The proposed algorithm handles occlusion and drift well as we utilize a joint local and global search mechanism, where the two strategies complement each other to get a more reliable location of the target. Furthermore, the proposed algorithm performs well even when the target undergoes long duration or full occlusion as we can detect the severe occlusion. Once the algorithm determines that the target is lost, the global search strategy is used to relocate the target and recover the tracking immediately.

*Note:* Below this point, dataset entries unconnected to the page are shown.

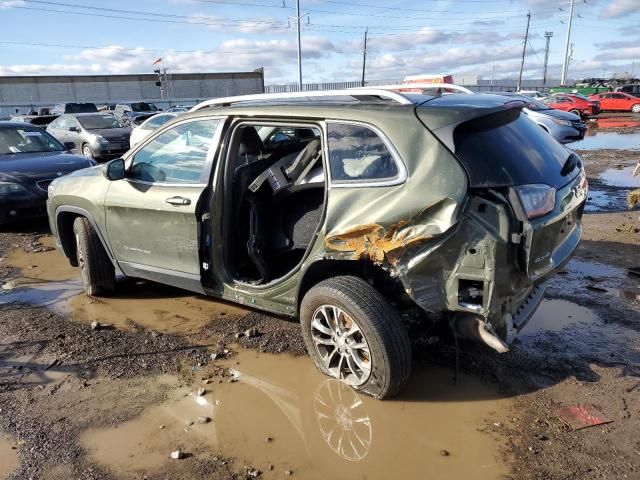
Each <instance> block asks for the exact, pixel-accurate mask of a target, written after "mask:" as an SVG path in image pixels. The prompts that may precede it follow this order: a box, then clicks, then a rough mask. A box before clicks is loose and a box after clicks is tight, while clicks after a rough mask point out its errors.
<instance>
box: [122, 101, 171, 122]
mask: <svg viewBox="0 0 640 480" xmlns="http://www.w3.org/2000/svg"><path fill="white" fill-rule="evenodd" d="M159 111H160V110H158V107H156V106H155V105H154V104H153V103H148V102H134V103H118V104H117V105H116V108H115V110H114V111H113V114H114V115H115V116H116V117H117V118H119V119H120V121H121V122H122V123H123V124H125V125H127V126H131V127H133V126H136V125H140V124H141V123H142V122H144V121H145V120H146V119H147V118H149V117H152V116H153V115H155V114H156V113H158V112H159Z"/></svg>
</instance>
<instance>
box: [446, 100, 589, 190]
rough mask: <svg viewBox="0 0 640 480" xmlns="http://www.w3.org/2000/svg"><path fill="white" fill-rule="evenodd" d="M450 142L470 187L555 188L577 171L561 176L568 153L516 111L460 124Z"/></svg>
mask: <svg viewBox="0 0 640 480" xmlns="http://www.w3.org/2000/svg"><path fill="white" fill-rule="evenodd" d="M453 139H454V143H455V148H456V155H457V156H458V158H459V159H460V160H461V162H462V163H463V165H464V166H465V168H466V170H467V173H468V175H469V181H470V185H471V187H500V186H513V185H526V184H532V183H544V184H547V185H550V186H552V187H555V188H558V187H561V186H564V185H566V184H567V183H569V181H571V179H572V178H573V177H575V175H577V172H578V169H575V170H574V171H573V172H571V173H570V174H567V175H566V176H563V175H562V174H561V173H560V172H561V170H562V167H563V166H564V164H565V162H566V161H567V159H568V158H569V156H570V154H571V153H570V152H569V151H568V150H567V149H565V148H564V147H563V146H562V145H560V144H559V143H558V142H557V141H555V140H554V139H553V137H551V135H549V134H548V133H547V132H545V131H544V130H543V129H542V128H540V127H539V126H538V125H537V124H536V123H534V122H533V121H532V120H530V119H528V118H526V117H525V116H524V114H521V112H520V110H517V109H513V110H508V111H504V112H499V113H495V114H492V115H487V116H484V117H480V118H477V119H475V120H471V121H469V122H466V123H463V124H462V125H460V126H458V127H457V128H456V130H455V132H454V135H453Z"/></svg>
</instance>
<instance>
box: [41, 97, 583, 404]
mask: <svg viewBox="0 0 640 480" xmlns="http://www.w3.org/2000/svg"><path fill="white" fill-rule="evenodd" d="M397 88H398V87H397V86H396V90H397ZM400 88H404V87H402V86H401V87H400ZM392 90H393V89H390V88H388V87H387V89H383V88H366V89H359V88H358V89H351V90H339V91H322V92H300V93H287V94H273V95H249V96H244V97H235V98H223V99H214V100H211V101H207V102H203V103H202V104H200V105H197V106H195V107H194V108H193V109H192V111H191V112H190V113H187V114H185V115H182V116H180V117H179V118H177V119H175V120H174V121H172V122H171V124H169V125H166V126H165V127H163V128H160V129H158V130H157V131H155V132H153V133H152V134H150V135H151V136H150V138H148V139H147V140H146V141H145V142H142V143H140V144H138V146H137V147H135V148H133V149H132V150H130V151H129V152H127V153H126V154H125V155H124V157H123V158H121V159H116V160H112V161H111V162H109V163H108V164H106V165H103V166H100V167H95V168H93V169H90V170H89V171H88V172H87V173H86V174H83V176H82V178H78V177H73V176H70V177H66V178H62V179H59V180H57V181H55V182H54V183H53V184H52V185H51V193H50V195H51V196H50V201H49V204H48V208H49V222H50V226H51V230H52V233H53V235H54V236H55V237H56V239H57V243H58V245H59V246H60V248H61V250H62V251H63V252H64V255H66V257H67V258H68V259H69V261H70V263H71V264H72V265H75V266H79V267H80V273H81V278H82V282H83V286H84V289H85V291H86V292H87V294H89V295H99V294H101V293H105V292H107V293H108V292H110V291H112V290H113V289H114V287H115V283H116V275H124V276H130V277H134V278H144V279H149V280H153V281H158V282H161V283H165V284H169V285H173V286H176V287H180V288H184V289H187V290H192V291H195V292H199V293H200V294H208V295H211V296H213V297H219V298H223V299H225V300H228V301H232V302H238V303H242V304H248V305H251V307H252V308H257V309H261V310H265V311H269V312H273V313H277V314H280V315H287V316H291V317H297V318H299V320H300V323H301V328H302V336H303V338H304V342H305V345H306V348H307V351H308V352H309V354H310V355H311V357H312V359H313V361H314V363H315V364H316V366H317V367H318V369H319V370H320V371H322V372H323V373H324V374H326V375H329V376H331V377H334V378H336V379H338V380H339V381H341V382H343V383H345V384H346V385H349V386H352V387H354V388H356V389H357V390H360V391H362V392H365V393H368V394H369V395H372V396H374V397H376V398H388V397H391V396H393V395H395V394H397V393H398V392H399V391H400V390H401V389H402V387H403V386H404V385H405V384H406V382H407V380H408V378H409V376H410V372H411V362H412V354H411V345H412V342H411V339H410V337H409V333H408V331H407V329H406V328H405V325H404V324H403V320H402V319H403V317H404V316H405V315H406V316H409V317H411V318H412V319H413V320H414V321H415V322H416V323H417V322H419V321H422V322H424V323H425V326H426V325H427V324H428V323H429V322H430V321H433V320H434V319H445V318H446V319H447V320H446V321H448V322H450V325H451V326H452V327H453V328H454V329H455V330H456V332H457V333H458V334H459V335H462V336H465V337H466V338H470V339H474V340H477V341H480V342H483V343H484V344H485V345H486V346H488V347H491V348H493V349H495V350H496V351H498V352H505V351H507V350H508V349H509V347H508V345H507V344H506V342H505V338H506V336H507V332H508V331H509V330H510V327H513V328H514V329H515V330H520V329H521V328H522V327H523V326H524V325H525V324H526V323H527V321H529V319H530V318H531V317H532V315H533V313H534V312H535V310H536V308H537V306H538V305H539V304H540V302H541V301H542V298H543V296H544V282H545V281H546V280H547V279H548V278H549V277H550V276H552V275H553V274H554V273H555V272H557V271H558V270H560V269H562V268H563V266H564V265H565V264H566V263H567V262H568V261H569V259H570V257H571V255H572V253H573V252H574V250H575V249H576V248H577V246H578V244H579V241H580V237H581V235H582V223H581V217H582V211H583V208H584V205H585V202H586V200H587V194H588V191H587V190H588V189H587V180H586V175H585V171H584V168H583V166H582V161H581V159H580V157H579V156H578V155H577V154H576V153H574V152H572V151H570V150H569V149H567V148H565V147H564V146H562V145H560V144H559V143H558V142H556V141H555V140H554V139H553V138H551V137H550V136H549V135H548V134H547V133H545V132H543V131H542V130H541V129H540V127H539V126H537V125H536V124H535V123H534V122H532V121H531V120H530V119H529V118H527V117H526V115H524V114H523V113H522V110H521V109H522V108H523V107H524V106H525V102H523V101H520V100H517V99H511V98H505V97H499V96H497V95H477V94H467V93H464V94H456V93H452V94H447V95H444V94H443V95H424V94H419V93H418V94H415V93H408V94H406V95H405V94H402V93H399V92H398V91H392ZM345 97H347V98H348V100H347V101H345ZM274 100H275V101H274ZM391 105H393V106H391ZM274 127H275V128H274ZM265 128H267V129H268V130H267V131H266V132H265V136H264V137H263V136H261V133H262V130H263V129H265ZM223 145H224V148H221V147H222V146H223ZM434 172H437V175H434ZM329 192H330V193H329ZM416 330H418V329H416Z"/></svg>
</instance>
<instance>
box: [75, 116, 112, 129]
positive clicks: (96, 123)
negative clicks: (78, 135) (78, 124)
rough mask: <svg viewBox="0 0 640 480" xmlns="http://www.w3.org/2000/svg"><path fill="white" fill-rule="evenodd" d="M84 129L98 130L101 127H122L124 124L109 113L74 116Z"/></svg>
mask: <svg viewBox="0 0 640 480" xmlns="http://www.w3.org/2000/svg"><path fill="white" fill-rule="evenodd" d="M76 118H77V119H78V121H79V122H80V125H82V126H83V127H84V128H85V129H86V130H98V129H103V128H122V127H123V126H124V125H122V123H120V121H119V120H118V119H117V118H116V117H114V116H113V115H111V114H105V115H83V116H81V117H76Z"/></svg>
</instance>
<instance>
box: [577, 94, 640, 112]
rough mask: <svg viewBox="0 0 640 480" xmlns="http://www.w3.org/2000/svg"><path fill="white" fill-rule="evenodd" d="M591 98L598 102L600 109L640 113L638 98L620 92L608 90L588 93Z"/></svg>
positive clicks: (638, 98) (638, 97) (639, 98)
mask: <svg viewBox="0 0 640 480" xmlns="http://www.w3.org/2000/svg"><path fill="white" fill-rule="evenodd" d="M589 98H590V99H591V100H597V101H599V102H600V106H601V108H602V110H603V111H604V110H618V111H620V110H622V111H624V112H629V111H631V112H633V113H640V98H639V97H634V96H633V95H629V94H628V93H622V92H608V93H598V94H595V93H594V94H592V95H589Z"/></svg>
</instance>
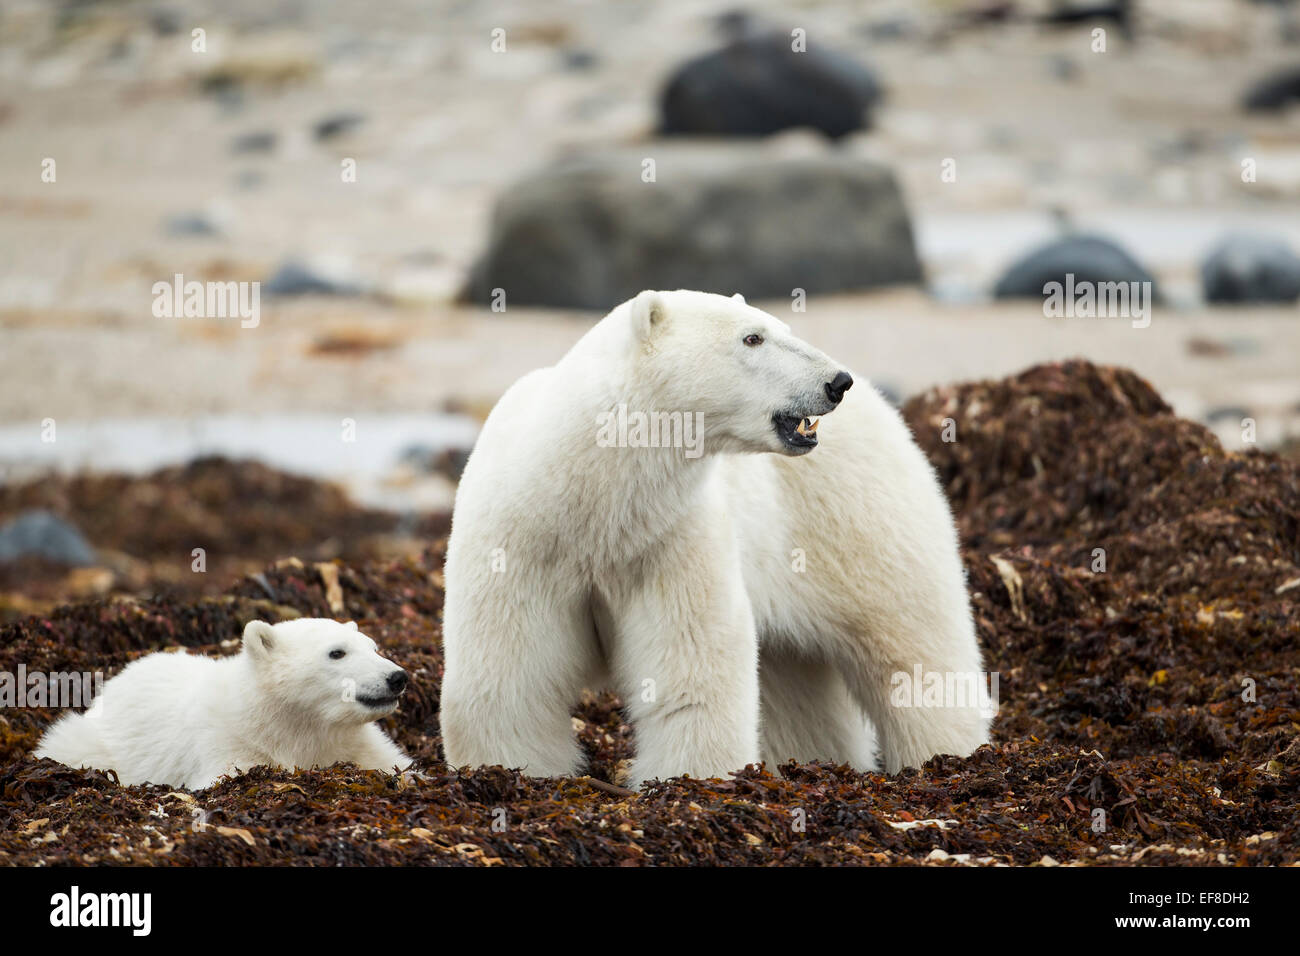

5.2.3. Pose and Illumination Change

For the coke sequence shown in Figure 6(a), the appearance changes dramatically due to illumination and pose variation when the target moves here and there under a table lamp. The target object shown in Figure 6(d) undergoes the similar problems. The CT and TLD methods and our method achieve favorable performance on these two sequences. In the cartoon sequence shown in Figure 6(b), the target object has a large pose variation and shape deformation. In addition, the target object undergoes abrupt movements. The AMCMC, MCMC, and AWLMC methods and our method work well on this sequence. In Figure 6(c), the appearance of the target object changes when the dancer moves up and down, left and right. Most methods cannot track the target stably and drift away from the target object. When the illumination variations and partial occlusion both occur in the woman sequence (Figure 6(e)), most algorithms fail to track the target object well. Our method utilizes an effective incremental-learning-based online template update mechanism to adapt to the appearance changes. Thereby, we can handle the pose and illumination changes in the test sequences. Furthermore, the proposed algorithms can predict a more accurate position via the adaptive state transition model, which makes our method more flexible.

6. Conclusion

In this paper, we propose a novel insect vision embedded particle filter tracking algorithm. An adaptive state transition model utilizing the insect vision detector is adopted to cope with abrupt motion and fast movement tracking problems. We use the joint local and global search strategies to refine a more accurate candidate state. Furthermore, a two-prerequisite method is discussed to detect the lost target caused by heavy occlusion and drift problems. Once the target is lost, the interesting regions where the responses of the insect vision detector are not zero will be detected via the global search strategy to determine the most similar region. Moreover, to address the dramatic appearance changes problem, an incremental-learning-based online template update method is adopted. Numerous experiments on challenging sequences demonstrate that the proposed tracking algorithm performs well against state-of-the-art algorithms. In our future work, we will consider a mixture appearance model to strengthen the prior knowledge of the target.

Conflict of Interests

The authors declare that there is no conflict of interests regarding the publication of this paper.


This work is supported in part by the National Natural Science Foundation of China under grants no. 61175096 and no. 61300082. The authors would like to thank the associate editor and all anonymous reviewers for their insightful comments. They also thank the authors in [10, 29, 3542] for providing the compare codes.